AI Social Psychology Reasoning and Learning Architectures Language Understanding and Reasoning

Can humans understand deep learning before AI does?

Explores whether investing in human-parseable deep learning theory remains valuable even if AI systems eventually develop their own self-understanding. Centers on why this matters for safety oversight.

Note · 2026-05-18 · sourced from Foundation Models

A common dismissal of deep learning theory: "AI will become powerful enough to understand itself before humans understand it, so investing in theory is a transitional concern at most." The argument in There Will Be a Scientific Theory of Deep Learning pushes back on this with a safety-grounded counter.

Theory is already useful at current capability levels and will be more useful as it develops.
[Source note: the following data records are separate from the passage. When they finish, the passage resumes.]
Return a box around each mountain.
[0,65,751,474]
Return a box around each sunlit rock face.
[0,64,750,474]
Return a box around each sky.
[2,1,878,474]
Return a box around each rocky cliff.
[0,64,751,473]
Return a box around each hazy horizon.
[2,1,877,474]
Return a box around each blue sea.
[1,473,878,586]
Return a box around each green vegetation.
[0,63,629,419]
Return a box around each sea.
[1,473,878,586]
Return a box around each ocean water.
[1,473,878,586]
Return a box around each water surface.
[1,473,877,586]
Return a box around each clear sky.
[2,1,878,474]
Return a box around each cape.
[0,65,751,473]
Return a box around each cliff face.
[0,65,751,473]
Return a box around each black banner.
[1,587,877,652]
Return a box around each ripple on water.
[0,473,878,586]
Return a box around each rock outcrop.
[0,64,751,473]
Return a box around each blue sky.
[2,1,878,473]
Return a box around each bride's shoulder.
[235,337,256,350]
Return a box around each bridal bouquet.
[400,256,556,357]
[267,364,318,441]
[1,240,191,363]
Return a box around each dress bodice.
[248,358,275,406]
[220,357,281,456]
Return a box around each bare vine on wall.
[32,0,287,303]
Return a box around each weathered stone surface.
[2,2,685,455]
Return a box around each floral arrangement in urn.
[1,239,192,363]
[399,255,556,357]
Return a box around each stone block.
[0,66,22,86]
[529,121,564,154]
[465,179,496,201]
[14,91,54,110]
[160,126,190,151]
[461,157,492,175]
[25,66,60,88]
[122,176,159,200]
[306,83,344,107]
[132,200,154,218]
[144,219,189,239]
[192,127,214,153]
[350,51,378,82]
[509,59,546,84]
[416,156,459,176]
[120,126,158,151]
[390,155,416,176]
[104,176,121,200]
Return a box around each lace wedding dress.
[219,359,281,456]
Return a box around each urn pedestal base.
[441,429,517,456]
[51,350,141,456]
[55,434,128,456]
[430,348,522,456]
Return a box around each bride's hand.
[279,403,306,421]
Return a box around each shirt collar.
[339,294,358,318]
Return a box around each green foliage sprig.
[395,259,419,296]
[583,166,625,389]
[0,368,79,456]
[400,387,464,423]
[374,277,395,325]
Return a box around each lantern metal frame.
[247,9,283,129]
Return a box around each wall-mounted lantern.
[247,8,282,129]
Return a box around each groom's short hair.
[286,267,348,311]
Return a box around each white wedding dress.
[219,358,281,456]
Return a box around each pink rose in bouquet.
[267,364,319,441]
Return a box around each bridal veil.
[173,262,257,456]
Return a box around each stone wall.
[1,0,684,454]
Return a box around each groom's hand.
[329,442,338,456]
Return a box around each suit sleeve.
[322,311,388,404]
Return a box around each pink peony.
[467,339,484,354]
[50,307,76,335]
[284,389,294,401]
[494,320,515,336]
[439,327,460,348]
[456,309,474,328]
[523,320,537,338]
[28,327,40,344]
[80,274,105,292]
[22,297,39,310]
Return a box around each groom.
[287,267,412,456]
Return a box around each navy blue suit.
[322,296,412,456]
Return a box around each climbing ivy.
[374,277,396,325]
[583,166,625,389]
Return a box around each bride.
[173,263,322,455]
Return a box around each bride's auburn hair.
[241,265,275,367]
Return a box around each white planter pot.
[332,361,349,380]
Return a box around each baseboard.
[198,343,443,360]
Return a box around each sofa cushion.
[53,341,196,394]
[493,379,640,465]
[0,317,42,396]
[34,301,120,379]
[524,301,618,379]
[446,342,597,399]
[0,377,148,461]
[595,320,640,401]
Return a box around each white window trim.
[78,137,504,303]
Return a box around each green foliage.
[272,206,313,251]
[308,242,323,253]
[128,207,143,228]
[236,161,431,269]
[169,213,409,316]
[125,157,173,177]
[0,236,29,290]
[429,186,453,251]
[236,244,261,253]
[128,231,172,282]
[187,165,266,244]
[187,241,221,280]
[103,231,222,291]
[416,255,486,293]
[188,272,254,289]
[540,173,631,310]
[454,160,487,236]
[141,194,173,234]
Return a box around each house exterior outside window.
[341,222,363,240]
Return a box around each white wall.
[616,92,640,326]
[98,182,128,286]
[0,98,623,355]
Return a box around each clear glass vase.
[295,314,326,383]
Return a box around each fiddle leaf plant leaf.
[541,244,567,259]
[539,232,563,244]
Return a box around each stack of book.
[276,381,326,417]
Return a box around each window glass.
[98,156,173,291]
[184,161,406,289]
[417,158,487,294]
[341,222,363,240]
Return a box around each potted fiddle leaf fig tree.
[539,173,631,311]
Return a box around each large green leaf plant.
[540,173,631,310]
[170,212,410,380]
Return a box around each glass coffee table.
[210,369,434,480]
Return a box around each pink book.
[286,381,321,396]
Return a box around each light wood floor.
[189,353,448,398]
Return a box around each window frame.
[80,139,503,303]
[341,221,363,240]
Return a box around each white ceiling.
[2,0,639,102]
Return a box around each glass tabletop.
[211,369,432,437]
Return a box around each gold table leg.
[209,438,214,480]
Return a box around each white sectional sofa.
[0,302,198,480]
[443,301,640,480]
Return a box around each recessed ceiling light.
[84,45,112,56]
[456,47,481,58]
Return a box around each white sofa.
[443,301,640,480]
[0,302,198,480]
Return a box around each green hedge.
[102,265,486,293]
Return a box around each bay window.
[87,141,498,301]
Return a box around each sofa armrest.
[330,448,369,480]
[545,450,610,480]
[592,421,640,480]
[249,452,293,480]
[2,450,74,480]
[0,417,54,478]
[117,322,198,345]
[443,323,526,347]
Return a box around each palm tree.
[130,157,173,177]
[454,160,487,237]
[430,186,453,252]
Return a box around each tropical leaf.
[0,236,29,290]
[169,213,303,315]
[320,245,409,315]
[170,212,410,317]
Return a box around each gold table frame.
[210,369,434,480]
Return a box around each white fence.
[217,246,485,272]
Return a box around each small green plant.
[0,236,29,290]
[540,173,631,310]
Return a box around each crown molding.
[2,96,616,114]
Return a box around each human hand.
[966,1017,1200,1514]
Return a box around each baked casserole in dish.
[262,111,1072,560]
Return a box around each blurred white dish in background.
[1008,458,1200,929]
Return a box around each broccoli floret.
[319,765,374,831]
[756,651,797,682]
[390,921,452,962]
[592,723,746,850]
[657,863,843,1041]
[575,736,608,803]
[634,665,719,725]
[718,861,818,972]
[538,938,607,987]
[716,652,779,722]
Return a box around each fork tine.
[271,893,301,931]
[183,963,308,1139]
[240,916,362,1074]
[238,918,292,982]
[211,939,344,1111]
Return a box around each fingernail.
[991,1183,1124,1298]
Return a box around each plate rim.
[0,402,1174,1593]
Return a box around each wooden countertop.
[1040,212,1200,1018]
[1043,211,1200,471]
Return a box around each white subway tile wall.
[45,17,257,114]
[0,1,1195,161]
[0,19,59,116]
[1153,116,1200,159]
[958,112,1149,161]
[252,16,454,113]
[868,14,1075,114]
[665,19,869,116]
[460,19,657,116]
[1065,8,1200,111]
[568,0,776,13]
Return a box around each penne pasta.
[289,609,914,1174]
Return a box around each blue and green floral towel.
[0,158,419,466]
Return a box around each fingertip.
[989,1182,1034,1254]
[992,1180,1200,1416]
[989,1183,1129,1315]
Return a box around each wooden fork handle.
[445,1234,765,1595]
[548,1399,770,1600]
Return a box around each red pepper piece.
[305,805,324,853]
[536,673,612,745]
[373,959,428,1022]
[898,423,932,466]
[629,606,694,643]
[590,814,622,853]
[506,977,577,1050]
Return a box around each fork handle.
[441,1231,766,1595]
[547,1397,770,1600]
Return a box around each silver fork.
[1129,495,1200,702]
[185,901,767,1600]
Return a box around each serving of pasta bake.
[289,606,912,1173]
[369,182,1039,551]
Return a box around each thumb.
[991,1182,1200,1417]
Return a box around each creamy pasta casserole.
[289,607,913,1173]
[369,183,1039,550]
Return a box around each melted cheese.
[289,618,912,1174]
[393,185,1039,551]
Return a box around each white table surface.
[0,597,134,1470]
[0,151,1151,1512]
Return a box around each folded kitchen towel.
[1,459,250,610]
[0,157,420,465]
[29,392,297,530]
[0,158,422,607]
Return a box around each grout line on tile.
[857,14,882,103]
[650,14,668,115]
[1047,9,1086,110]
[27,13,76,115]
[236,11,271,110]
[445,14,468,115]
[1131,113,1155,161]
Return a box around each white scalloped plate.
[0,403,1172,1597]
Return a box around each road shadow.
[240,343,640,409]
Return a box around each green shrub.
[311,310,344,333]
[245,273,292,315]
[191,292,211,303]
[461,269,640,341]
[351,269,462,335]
It seems unlikely that AI working in isolation will suddenly and separately "solve deep learning theory" without human scientists in the loop. The more realistic trajectory is breakthrough progress in a transitory period driven by human scientists using or working with AI — and during that period, the human side of the partnership needs frameworks it can reason about.

The safety argument is the load-bearing one. If the goal is AI safety, some human oversight of AI systems will be necessary. Human oversight requires a human-parseable theory — a framework in which experts can articulate concerns, identify failure modes, and reason about training dynamics they did not run themselves. Without that theory, oversight degenerates into either trust ("the model says it's safe") or empirical pattern-matching against past incidents. Neither is sufficient for novel deployments.

This positions deep learning theory as alignment infrastructure rather than as pure science. The question is not whether AI can eventually self-explain — it is whether humans have a framework to evaluate the explanation. A theory that lives only inside AI systems cannot serve as the basis for human-led safety review. The theory needs to live in humans, and it needs to live there before the systems are capable enough that the safety stakes become irreversible.

The implication for research funding and attention: learning mechanics is not optional or post-hoc; it is part of the precondition for keeping humans in the AI development loop at scale.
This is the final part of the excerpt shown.